Looking for pics of everyone's setup. Mostly interested in nozzle locations; I'm not wanting to spend $60 on a TB spacer, and even then heard they sometime don't work too great for w/m injection, so show me your nozzle mounts!


----------



## Prof315 (Jan 5, 2009)

No pics but I am about 8 inches before the throttle body in the boost tube. Just got things up and running an hour or so ago. HUGE difference in IATs.


----------



## RadRacer513 (Nov 1, 2010)

Prof315 said:


> No pics but I am about 8 inches before the throttle body in the boost tube. Just got things up and running an hour or so ago. HUGE difference in IATs.


Nice man, just realized you're in Melbourne. I'm down in Vero, let me know if you find a good supplier of methanol


----------



## Prof315 (Jan 5, 2009)

Yeah I have an excellent source for Dragon Fuels racing methanol. $35 for a 5 gallon can.


----------



## RadRacer513 (Nov 1, 2010)

Mind sharing the info? And how did you mount the nozzle?


----------



## Prof315 (Jan 5, 2009)

RadRacer513 said:


> Mind sharing the info? And how did you mount the nozzle?


Lazslo Racing and Performance on Washburn Rd in Melbourne. ( I used to work just down the street, Dick Lazslo is a friend)

Mounting the nozzle was easy, added some material to the aluminum boost tube with a TIG welder, ground out a flat spot about 1/2" in diameter, drilled an 11/32" hole and tapped it 1/8" npt. Then just screw the nozzle in.


----------



## RadRacer513 (Nov 1, 2010)

Ah, I have a silicone tube, so I'm trying to figure out the best way. I'm probably just gonna splice a small piece of metal tubing in somewhere and mount it there.


----------



## coachvtt (Jan 16, 2008)

*USRT!*

I have the USRT Throttle plate with no issues for about 2yrs now.

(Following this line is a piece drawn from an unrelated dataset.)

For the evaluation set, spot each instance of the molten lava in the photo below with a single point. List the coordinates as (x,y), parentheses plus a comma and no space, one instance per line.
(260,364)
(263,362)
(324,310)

I might start a secondary spray in front of the intercooler! Might be over kill but I might give it a shot


----------



## mcgyver7923 (Oct 16, 2003)

coachvtt said:


> I have the USRT Throttle plate with no issues for about 2yrs now.
> 
> I might start a secondary spray in front of the intercooler! Might be over kill but I might give it a shot


Couldn't that cause the intercooler to collect the fluid over time, thus reducing it's efficiency?


----------



## mcgyver7923 (Oct 16, 2003)

Here is the dual nozzle USRT kit: http://www.usrallyteam.com/index.php?main_page=product_info&cPath=1_68&products_id=299

That seems like the way to go! Does anyone have experience with this on a K04 car? What nozzle sizes did you use?


----------



## mcgyver7923 (Oct 16, 2003)

RadRacer513 said:


> Ah, I have a silicone tube, so I'm trying to figure out the best way. I'm probably just gonna splice a small piece of metal tubing in somewhere and mount it there.



Use one of these: http://www.usrallyteam.com/index.php?main_page=product_info&products_id=304


----------



## RadRacer513 (Nov 1, 2010)

coachvtt said:


> I have the USRT Throttle plate with no issues for about 2yrs now.
> 
> I might start a secondary spray in front of the intercooler! Might be over kill but I might give it a shot


I want mine before the TB though; I mostly want it for cooling purposes, so I want it further from the intake for better mixture. And everything I've read about installs says not to do pre-intercooler because it can pool



mcgyver7923 said:


> Use one of these: http://www.usrallyteam.com/index.php?main_page=product_info&products_id=304


I've read of people having problems with those, and saw a video on youtube where the spray was horrible with that installed. I read on another site about just using washers, and I'm gonna give it a try when I install the kit (if I ever get the car running right again ). It shouldn't mess with the airflow, shouldn't mess with the spray pattern, and shouldn't cost $20


----------



## a4e3y5 (Jan 21, 2009)




----------



## Prof315 (Jan 5, 2009)

Nice dual nozzle system. I'm starting to get my progressive dialed in. WOW


----------



## a4e3y5 (Jan 21, 2009)

Prof315 said:


> Nice dual nozzle system. I'm starting to get my progressive dialed in. WOW


Thx bro. It does work really well.


----------



## [email protected] (Jan 13, 2005)

coachvtt said:


> I have the USRT Throttle plate with no issues for about 2yrs now.


THANKS! :beer:



> I might start a secondary spray in front of the intercooler! Might be over kill but I might give it a shot


Noooooooo, do NOT do this. :facepalm:














The two reasons are simple:

a) As Radracer513 mentioned, the stuff will condense and pool inside the IC. It simply will not make it to the combustion chambers in a predictable amount of time IF it makes it there at all.

b) Doing this will convert your interCOOLER into an interWARMER. Think about how an air/air IC works. It transfer greater heat from inside the core to the ambient air that is cooler. (Energy always moves from where there is more of it to where there is less. So, the heat transfers out. The cold does not move in.) If you cool the air inside the IC to below ambient, the heat will transfer IN and that's exactly what you do NOT want. If the intake air is cooled to ambient air temperature, then there will be no transfer at all. You'll have rendered your IC useless.

Place the second nozzle AFTER the IC and you'll maximize the system's intake air cooling performance. Right now "all" you've got is octane boost -a wonderful thing. However, good news is that there's a lot more fun to be had. Go for it! eace:


----------